Discret mais redoutable
Le groupe Bicha ne se contente plus de son activité agroalimentaire. A travers son entreprise Société Rita, le groupe s’est pleinement lancé dans la promotion immobilière, choisissant d’investir dans l’habitat social dans le Souss. C’est ainsi qu’il compte déjà à son actif 2 500 logements à Hay Salam. L’objectif du groupe est d’atteindre une cadence de production de près de 1 000 unités de logements par an. Société Rita a également réalisé d’autres projets, quelque 200 logements haut de gamme et 380 autres de moyen standing au centre d’Agadir.

Abdelali Berrada
Un pionnier
Le PDG de Dolidol se trouve parmi les pionniers de cette migration vers l’immobilier. Son premier investissement n’est autre que le Palmeraie Golf Palace, un complexe résidentiel qui constitue l’un des joyaux résidentiel et touristique de Marrakech. S’en est suivi un second projet, toujours niché au fin fond de la palmeraie de la ville ocre : «Les jardins de la Palmeraie», un complexe de villas qui a eu un franc succès. L’homme d’affaires doublé d’un promoteur immobilier est également derrière plusieurs projets résidentiels à Casablanca.
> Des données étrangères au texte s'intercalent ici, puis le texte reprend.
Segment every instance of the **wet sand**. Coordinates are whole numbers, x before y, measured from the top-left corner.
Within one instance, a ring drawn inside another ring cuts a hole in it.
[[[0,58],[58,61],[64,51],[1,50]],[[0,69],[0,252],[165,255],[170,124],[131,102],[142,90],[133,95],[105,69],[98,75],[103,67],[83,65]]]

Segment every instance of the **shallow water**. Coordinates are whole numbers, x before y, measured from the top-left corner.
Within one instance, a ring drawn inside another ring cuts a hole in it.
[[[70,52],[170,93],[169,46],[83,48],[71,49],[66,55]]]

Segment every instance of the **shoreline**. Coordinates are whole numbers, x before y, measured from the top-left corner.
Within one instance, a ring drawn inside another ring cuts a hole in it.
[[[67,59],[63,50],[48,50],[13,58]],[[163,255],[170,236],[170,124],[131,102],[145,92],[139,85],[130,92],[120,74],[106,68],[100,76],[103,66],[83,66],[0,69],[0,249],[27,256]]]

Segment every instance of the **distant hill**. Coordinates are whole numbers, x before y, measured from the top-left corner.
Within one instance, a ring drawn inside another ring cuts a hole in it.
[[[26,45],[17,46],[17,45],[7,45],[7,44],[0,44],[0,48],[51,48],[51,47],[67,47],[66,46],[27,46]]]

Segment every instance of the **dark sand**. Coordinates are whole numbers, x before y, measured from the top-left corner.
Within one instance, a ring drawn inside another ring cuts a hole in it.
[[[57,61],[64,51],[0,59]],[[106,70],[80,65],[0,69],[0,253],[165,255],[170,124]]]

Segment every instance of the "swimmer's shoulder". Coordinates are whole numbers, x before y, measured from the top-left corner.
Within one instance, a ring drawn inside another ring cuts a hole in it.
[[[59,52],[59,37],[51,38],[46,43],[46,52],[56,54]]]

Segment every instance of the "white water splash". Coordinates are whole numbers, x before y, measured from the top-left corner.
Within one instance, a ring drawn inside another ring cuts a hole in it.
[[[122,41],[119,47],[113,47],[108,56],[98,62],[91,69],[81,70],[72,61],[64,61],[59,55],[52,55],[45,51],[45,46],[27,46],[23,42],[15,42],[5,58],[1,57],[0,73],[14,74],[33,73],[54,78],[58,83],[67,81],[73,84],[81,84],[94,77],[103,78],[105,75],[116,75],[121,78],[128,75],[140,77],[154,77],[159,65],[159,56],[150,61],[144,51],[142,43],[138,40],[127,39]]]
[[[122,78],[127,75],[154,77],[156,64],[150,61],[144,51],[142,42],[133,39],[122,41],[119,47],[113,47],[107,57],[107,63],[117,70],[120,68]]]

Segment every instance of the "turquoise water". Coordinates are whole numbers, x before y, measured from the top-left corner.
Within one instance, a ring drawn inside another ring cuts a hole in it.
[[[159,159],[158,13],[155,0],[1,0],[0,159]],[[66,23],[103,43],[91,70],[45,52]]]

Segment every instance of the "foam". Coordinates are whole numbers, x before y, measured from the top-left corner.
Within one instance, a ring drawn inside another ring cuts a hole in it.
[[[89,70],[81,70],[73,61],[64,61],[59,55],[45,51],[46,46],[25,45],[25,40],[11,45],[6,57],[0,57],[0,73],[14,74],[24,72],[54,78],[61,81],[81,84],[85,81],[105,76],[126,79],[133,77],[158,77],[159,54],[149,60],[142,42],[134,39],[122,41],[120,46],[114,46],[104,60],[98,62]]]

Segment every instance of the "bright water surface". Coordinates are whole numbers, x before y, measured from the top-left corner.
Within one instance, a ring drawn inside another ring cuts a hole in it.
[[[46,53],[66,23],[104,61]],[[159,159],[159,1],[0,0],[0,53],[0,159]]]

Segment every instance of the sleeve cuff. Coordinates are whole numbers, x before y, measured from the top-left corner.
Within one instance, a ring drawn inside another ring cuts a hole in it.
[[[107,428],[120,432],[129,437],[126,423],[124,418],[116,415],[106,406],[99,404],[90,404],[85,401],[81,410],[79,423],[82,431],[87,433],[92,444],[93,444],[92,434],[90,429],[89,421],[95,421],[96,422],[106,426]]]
A Marrakech, il a récidivé avec les «Jardins de la palmeraie II», un complexe résidentiel d’une quarantaine d’hectares sur lesquels ont été construits appartements et villas avec piscines.

Stock Pralim
Du biscuit Sergio au complexe résidentiel
Stock Pralim est plus connue pour son biscuit (Sergio), sa margarine (Badaouia) et ses conserves de poisson (Mario). L’entreprise s’était rendue célèbre à l’occasion d’une soumission à un appel d’offres lancé l’année dernière par les FAR pour leur approvisionnement en lait. Stock Pralim avait alors décroché le marché grâce à un lait importé des Emirats Arabes Unis (EAU) avant qu’une intervention de la douane ne l’oblige à se désister. Mais ce n’est pas pour autant que le partenariat avec les Emirats fut abandonné. Le patron de Stock Pralim, Elhachmi Boutgueray, prépare, avec des partenaires originaires des EAU, le lancement en plein cœur de Casablanca d’un complexe résidentiel dont le coût de réalisation dépasse les 100 millions de DH.